Gene Discovery Reveals Youth's Hidden Cost: Aging and Cancer
Scientists have found a gene that makes organisms grow faster and reproduce earlier but shortens lifespan and increases cancer risk. The breakthrough could unlock new ways to fight aging and disease in humans.
Scientists just caught evolution making a deal with the devil, and the discovery could transform how we fight aging and cancer.
Researchers at Hebrew University found a gene called vgll3 that turbocharges growth and reproduction in youth but dramatically increases cancer risk and shortens life later on. Using gene-editing technology on African turquoise killifish, they proved what scientists have long suspected: the same biological machinery that builds strong young bodies can betray us as we age.
The team, led by Dr. Itamar Harel along with Dr. Eitan Moses and Dr. Marva Bergman, used CRISPR to modify vgll3 in the tiny fish. The results were striking. Fish carrying the altered gene grew faster and reached sexual maturity sooner, giving them an edge in the wild.
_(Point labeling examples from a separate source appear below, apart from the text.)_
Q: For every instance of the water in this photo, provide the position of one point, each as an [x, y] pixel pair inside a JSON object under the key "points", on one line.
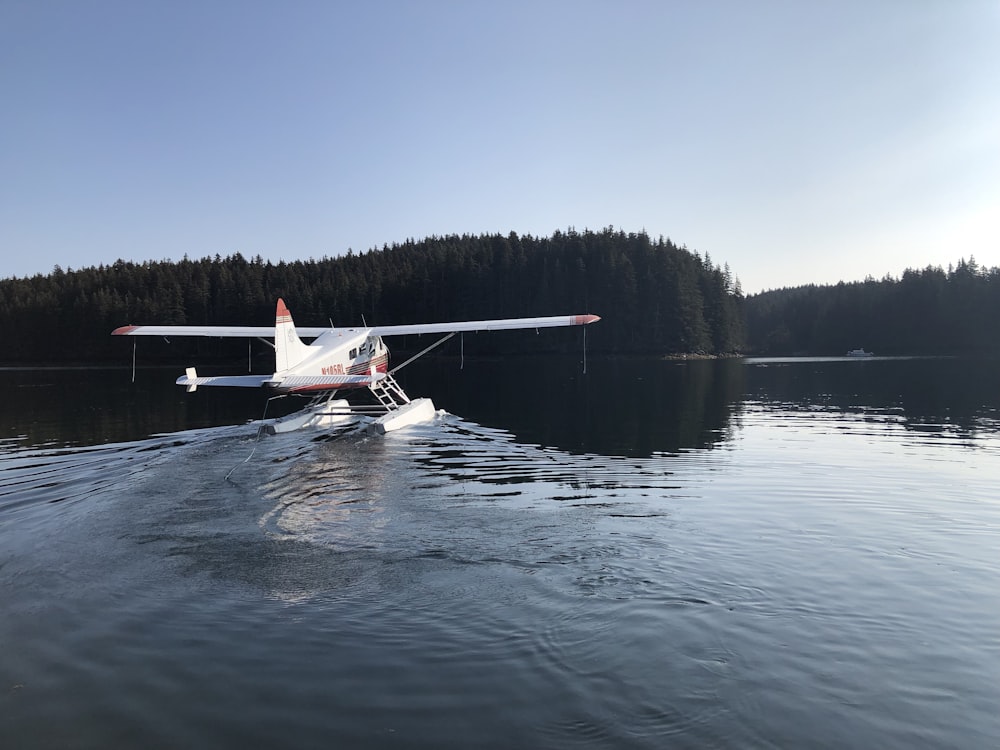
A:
{"points": [[706, 554]]}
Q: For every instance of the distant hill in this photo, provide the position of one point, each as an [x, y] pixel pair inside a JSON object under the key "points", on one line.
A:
{"points": [[653, 296], [929, 311]]}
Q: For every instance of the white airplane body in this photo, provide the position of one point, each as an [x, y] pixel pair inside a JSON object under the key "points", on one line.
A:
{"points": [[337, 359]]}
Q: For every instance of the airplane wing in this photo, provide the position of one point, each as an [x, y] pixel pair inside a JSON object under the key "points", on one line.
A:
{"points": [[193, 380], [293, 383], [503, 324]]}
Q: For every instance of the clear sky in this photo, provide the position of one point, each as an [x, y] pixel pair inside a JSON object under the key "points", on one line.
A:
{"points": [[796, 141]]}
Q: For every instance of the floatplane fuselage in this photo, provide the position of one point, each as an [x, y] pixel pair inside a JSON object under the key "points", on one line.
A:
{"points": [[336, 359]]}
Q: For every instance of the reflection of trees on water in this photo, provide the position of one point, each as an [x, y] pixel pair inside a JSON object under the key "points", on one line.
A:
{"points": [[928, 394], [621, 406], [72, 407]]}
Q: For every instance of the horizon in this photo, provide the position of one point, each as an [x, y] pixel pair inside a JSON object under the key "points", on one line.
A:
{"points": [[946, 268], [797, 144]]}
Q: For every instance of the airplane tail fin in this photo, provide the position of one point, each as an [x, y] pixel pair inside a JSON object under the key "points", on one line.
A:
{"points": [[288, 347]]}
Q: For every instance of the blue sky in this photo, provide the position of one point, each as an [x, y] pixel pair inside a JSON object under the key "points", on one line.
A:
{"points": [[799, 142]]}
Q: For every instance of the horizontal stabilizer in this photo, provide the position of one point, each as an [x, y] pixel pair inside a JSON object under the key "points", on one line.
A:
{"points": [[302, 383]]}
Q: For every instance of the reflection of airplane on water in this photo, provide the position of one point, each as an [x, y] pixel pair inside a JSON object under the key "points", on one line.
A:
{"points": [[337, 359]]}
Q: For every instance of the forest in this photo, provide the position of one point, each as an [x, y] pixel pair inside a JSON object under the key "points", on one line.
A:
{"points": [[929, 311], [653, 296]]}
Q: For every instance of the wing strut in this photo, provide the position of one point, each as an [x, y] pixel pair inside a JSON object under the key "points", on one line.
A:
{"points": [[420, 354]]}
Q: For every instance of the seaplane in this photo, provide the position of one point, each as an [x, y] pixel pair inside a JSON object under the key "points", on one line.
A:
{"points": [[336, 360]]}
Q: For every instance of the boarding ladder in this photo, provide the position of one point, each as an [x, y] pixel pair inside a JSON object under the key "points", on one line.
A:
{"points": [[388, 393]]}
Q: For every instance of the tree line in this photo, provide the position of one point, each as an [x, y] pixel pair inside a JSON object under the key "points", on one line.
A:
{"points": [[653, 296], [929, 311]]}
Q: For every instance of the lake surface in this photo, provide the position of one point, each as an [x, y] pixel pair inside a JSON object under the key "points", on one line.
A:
{"points": [[760, 553]]}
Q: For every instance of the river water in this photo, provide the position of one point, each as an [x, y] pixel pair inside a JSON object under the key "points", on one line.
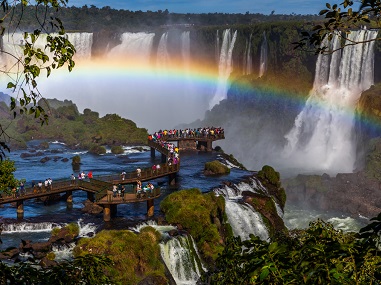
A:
{"points": [[39, 219]]}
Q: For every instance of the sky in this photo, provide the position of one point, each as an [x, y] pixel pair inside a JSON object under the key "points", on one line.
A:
{"points": [[211, 6]]}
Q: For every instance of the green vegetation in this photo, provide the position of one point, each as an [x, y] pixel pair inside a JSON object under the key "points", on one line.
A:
{"points": [[35, 59], [343, 18], [85, 131], [317, 255], [135, 256], [198, 214], [216, 168], [117, 149], [268, 174], [7, 179], [76, 159], [97, 149], [89, 269]]}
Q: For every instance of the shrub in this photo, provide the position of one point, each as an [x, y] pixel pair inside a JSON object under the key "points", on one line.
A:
{"points": [[76, 159], [216, 167], [117, 149], [195, 212], [268, 173], [97, 149]]}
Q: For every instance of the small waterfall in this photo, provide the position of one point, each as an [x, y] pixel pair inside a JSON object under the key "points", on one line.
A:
{"points": [[64, 252], [263, 59], [28, 227], [217, 47], [179, 253], [322, 139], [242, 217], [248, 62], [185, 49], [182, 260], [225, 67], [135, 47], [82, 43], [162, 57]]}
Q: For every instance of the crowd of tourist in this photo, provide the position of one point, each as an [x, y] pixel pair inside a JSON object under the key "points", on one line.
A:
{"points": [[208, 132]]}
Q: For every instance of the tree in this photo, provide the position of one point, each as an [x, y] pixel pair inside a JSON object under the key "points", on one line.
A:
{"points": [[341, 20], [317, 255], [7, 179], [30, 57]]}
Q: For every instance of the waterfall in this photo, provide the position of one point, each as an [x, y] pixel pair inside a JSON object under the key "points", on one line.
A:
{"points": [[29, 227], [322, 139], [179, 254], [248, 62], [135, 47], [82, 43], [225, 67], [185, 49], [182, 260], [217, 47], [242, 217], [263, 59], [162, 57]]}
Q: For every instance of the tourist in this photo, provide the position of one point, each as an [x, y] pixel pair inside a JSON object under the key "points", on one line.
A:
{"points": [[72, 179], [50, 181], [22, 188], [138, 172], [114, 190], [119, 190], [46, 185], [138, 188]]}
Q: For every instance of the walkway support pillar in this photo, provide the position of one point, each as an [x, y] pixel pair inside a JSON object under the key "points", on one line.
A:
{"points": [[69, 197], [152, 152], [90, 196], [113, 208], [106, 213], [20, 209], [209, 145], [150, 207], [172, 178]]}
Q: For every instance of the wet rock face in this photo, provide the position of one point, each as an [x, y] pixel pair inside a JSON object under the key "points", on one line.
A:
{"points": [[91, 208], [353, 193]]}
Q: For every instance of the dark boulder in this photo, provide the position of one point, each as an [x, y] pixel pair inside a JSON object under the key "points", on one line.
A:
{"points": [[91, 208]]}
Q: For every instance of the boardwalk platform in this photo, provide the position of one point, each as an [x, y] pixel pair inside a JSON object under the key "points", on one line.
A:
{"points": [[98, 188]]}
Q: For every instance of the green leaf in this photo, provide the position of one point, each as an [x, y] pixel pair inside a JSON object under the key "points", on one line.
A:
{"points": [[11, 85], [265, 272]]}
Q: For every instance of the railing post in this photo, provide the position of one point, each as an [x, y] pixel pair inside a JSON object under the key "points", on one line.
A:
{"points": [[20, 209], [150, 207], [152, 152], [163, 158], [172, 178], [69, 197], [106, 213], [90, 196]]}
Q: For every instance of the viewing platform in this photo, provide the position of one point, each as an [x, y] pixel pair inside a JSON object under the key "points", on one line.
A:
{"points": [[99, 188]]}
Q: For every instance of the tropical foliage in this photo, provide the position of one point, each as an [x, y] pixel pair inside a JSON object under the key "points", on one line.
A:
{"points": [[26, 65], [317, 255], [341, 19], [198, 214], [7, 179], [134, 256], [87, 269]]}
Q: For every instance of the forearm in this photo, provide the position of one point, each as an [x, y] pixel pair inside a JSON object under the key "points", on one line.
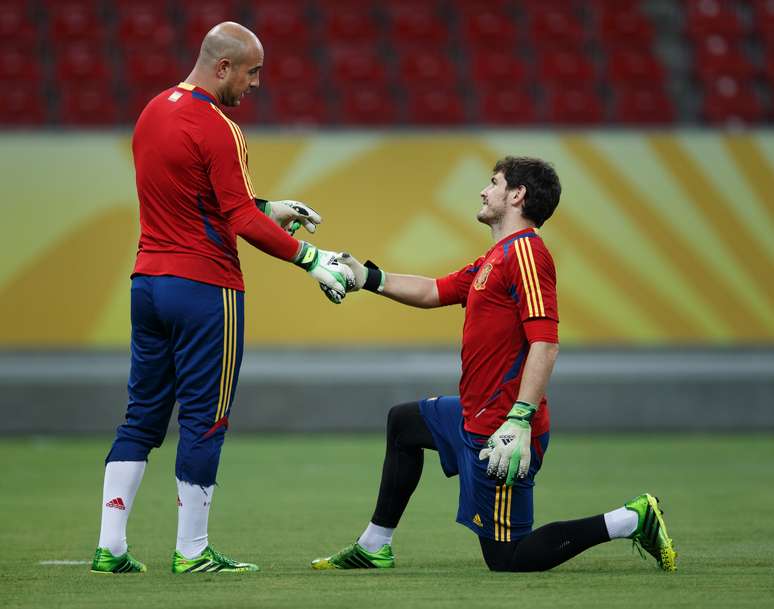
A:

But those early advantages came with a steep price. The same fish lived shorter lives and developed more tumors, including cancers similar to human melanoma.
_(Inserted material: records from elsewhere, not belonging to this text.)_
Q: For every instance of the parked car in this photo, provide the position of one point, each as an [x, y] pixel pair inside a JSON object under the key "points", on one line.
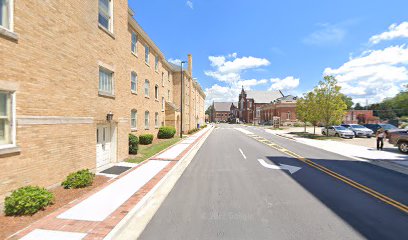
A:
{"points": [[338, 131], [359, 131], [399, 139]]}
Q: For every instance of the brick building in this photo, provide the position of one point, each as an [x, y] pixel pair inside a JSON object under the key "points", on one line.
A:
{"points": [[282, 111], [75, 81], [360, 117], [250, 103], [221, 111]]}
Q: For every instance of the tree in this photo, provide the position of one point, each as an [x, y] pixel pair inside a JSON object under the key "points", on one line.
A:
{"points": [[329, 102], [348, 100], [308, 111], [358, 107]]}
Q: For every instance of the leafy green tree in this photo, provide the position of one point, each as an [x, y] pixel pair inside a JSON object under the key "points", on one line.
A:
{"points": [[358, 107], [348, 100], [329, 102], [308, 110]]}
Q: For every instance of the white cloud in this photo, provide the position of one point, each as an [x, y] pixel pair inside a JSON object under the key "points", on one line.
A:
{"points": [[190, 4], [328, 34], [394, 31], [228, 70], [287, 83], [174, 61], [374, 75]]}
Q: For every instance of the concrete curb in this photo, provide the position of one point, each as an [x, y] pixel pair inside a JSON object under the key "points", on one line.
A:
{"points": [[380, 163], [134, 223]]}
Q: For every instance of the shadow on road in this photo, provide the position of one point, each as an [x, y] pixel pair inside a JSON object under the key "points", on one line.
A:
{"points": [[371, 217]]}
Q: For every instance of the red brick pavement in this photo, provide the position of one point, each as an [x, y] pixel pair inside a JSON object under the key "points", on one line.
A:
{"points": [[99, 230]]}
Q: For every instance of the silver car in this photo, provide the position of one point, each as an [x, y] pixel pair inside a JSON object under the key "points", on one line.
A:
{"points": [[359, 130], [338, 131]]}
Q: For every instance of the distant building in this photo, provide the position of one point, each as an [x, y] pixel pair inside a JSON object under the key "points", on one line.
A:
{"points": [[280, 112], [250, 103], [360, 117], [220, 111]]}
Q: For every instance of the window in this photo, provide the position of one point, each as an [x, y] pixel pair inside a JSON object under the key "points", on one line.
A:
{"points": [[147, 54], [6, 14], [156, 63], [133, 119], [105, 81], [147, 85], [105, 14], [134, 43], [156, 92], [156, 120], [147, 120], [7, 125], [133, 83]]}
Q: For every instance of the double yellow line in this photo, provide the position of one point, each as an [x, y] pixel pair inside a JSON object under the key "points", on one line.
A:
{"points": [[340, 177]]}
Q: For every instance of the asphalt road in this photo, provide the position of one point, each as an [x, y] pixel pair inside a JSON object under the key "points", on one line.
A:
{"points": [[226, 194]]}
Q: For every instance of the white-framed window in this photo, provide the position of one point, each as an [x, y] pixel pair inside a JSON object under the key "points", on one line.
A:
{"points": [[156, 120], [6, 14], [106, 84], [156, 92], [7, 119], [147, 86], [133, 119], [133, 82], [105, 16], [147, 52], [134, 43], [147, 120], [156, 63]]}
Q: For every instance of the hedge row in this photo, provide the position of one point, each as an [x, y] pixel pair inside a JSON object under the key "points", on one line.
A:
{"points": [[31, 199]]}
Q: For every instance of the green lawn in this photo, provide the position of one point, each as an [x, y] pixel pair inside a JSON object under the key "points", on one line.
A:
{"points": [[146, 151]]}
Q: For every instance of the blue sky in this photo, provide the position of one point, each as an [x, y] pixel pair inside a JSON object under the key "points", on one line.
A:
{"points": [[287, 45]]}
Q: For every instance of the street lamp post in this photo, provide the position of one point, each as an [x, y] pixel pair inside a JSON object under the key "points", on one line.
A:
{"points": [[181, 99]]}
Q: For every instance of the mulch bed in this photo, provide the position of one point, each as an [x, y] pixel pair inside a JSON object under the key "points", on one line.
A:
{"points": [[10, 225]]}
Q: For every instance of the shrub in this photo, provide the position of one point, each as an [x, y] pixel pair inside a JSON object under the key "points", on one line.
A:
{"points": [[80, 179], [27, 201], [166, 132], [133, 144], [146, 139]]}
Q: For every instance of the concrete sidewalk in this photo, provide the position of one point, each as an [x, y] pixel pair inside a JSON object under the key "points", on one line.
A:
{"points": [[388, 158], [95, 215]]}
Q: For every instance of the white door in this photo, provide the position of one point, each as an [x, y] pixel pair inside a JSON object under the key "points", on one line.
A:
{"points": [[103, 145]]}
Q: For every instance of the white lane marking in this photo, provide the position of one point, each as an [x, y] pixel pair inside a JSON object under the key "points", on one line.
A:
{"points": [[243, 131], [242, 153], [291, 169]]}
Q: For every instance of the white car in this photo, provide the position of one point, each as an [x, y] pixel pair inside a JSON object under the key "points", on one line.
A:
{"points": [[338, 131], [359, 130]]}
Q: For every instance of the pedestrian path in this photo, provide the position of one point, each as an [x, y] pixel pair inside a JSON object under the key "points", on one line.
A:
{"points": [[353, 151], [97, 213], [100, 205]]}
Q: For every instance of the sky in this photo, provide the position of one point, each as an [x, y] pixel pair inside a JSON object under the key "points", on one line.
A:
{"points": [[284, 45]]}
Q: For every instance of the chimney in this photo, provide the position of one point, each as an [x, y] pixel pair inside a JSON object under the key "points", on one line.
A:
{"points": [[190, 64]]}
"We have effectively caught evolution in the act of making a trade-off," Dr. Harel explained. "Nature doesn't prioritize longevity; it prioritizes continuity. We are built to sprint, not to marathon."
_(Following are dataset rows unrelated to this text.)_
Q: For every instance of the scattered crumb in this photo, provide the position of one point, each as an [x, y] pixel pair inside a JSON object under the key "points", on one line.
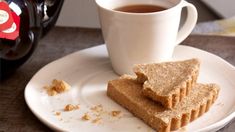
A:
{"points": [[57, 86], [70, 107], [182, 129], [115, 113], [57, 113], [86, 117], [96, 120], [97, 108]]}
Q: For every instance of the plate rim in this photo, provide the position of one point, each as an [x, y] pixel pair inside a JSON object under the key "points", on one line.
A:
{"points": [[218, 125]]}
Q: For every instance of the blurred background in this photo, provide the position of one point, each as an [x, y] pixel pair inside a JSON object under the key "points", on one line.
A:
{"points": [[219, 13]]}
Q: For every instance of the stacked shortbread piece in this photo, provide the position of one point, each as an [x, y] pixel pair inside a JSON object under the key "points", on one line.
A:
{"points": [[166, 96]]}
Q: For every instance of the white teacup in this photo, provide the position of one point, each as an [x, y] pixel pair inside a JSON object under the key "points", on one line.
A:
{"points": [[134, 38]]}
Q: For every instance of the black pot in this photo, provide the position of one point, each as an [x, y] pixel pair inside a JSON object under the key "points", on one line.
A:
{"points": [[36, 17]]}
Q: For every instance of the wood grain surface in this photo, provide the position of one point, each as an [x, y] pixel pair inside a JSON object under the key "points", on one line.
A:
{"points": [[14, 113]]}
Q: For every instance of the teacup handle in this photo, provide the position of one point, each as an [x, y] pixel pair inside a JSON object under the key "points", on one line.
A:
{"points": [[190, 22]]}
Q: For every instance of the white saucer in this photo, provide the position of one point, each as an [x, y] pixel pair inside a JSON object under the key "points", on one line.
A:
{"points": [[88, 71]]}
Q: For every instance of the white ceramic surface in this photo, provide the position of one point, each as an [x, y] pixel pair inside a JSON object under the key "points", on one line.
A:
{"points": [[134, 38], [88, 71]]}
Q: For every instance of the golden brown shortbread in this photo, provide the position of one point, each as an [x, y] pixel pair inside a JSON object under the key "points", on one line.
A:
{"points": [[128, 93], [168, 82]]}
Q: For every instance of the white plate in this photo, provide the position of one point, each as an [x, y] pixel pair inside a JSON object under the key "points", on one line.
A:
{"points": [[88, 71]]}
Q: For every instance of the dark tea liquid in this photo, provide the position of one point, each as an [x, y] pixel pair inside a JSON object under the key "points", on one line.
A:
{"points": [[140, 8]]}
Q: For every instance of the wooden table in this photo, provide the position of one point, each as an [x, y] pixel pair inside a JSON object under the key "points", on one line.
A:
{"points": [[14, 113]]}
The research provides powerful evidence for antagonistic pleiotropy, a theory suggesting that genes helpful in youth can harm us in old age. Despite decades of searching, scientists have struggled to identify these trade-off genes in animals with backbones until now.
Further experiments revealed that vgll3 affects cell division, stem cell activity, and DNA repair. Higher cellular activity helps fish develop rapidly when young but accumulates damage that later contributes to disease. "The cancer we see isn't a random accident," Dr. Harel said. "It's the direct shadow of their youthful vitality."
Why This Inspires
This discovery opens a tantalizing possibility: what if we could keep the good parts of youth without the bad parts of aging? Humans also carry the vgll3 gene, and earlier studies have linked it to puberty timing and hormone levels. Now scientists have direct evidence of how it works.
The researchers are already asking whether they can separate the gene's early-life benefits from its later harmful effects. If successful, they could develop new ways to prevent cancer and extend healthy lifespan without sacrificing the vigor of youth.
The team also created a new immunodeficient killifish model that lets researchers study tumor cells in ways never before possible in this species, opening doors for future aging research.
Understanding this genetic trade-off means we're no longer just accepting aging as inevitable but potentially learning to outsmart it.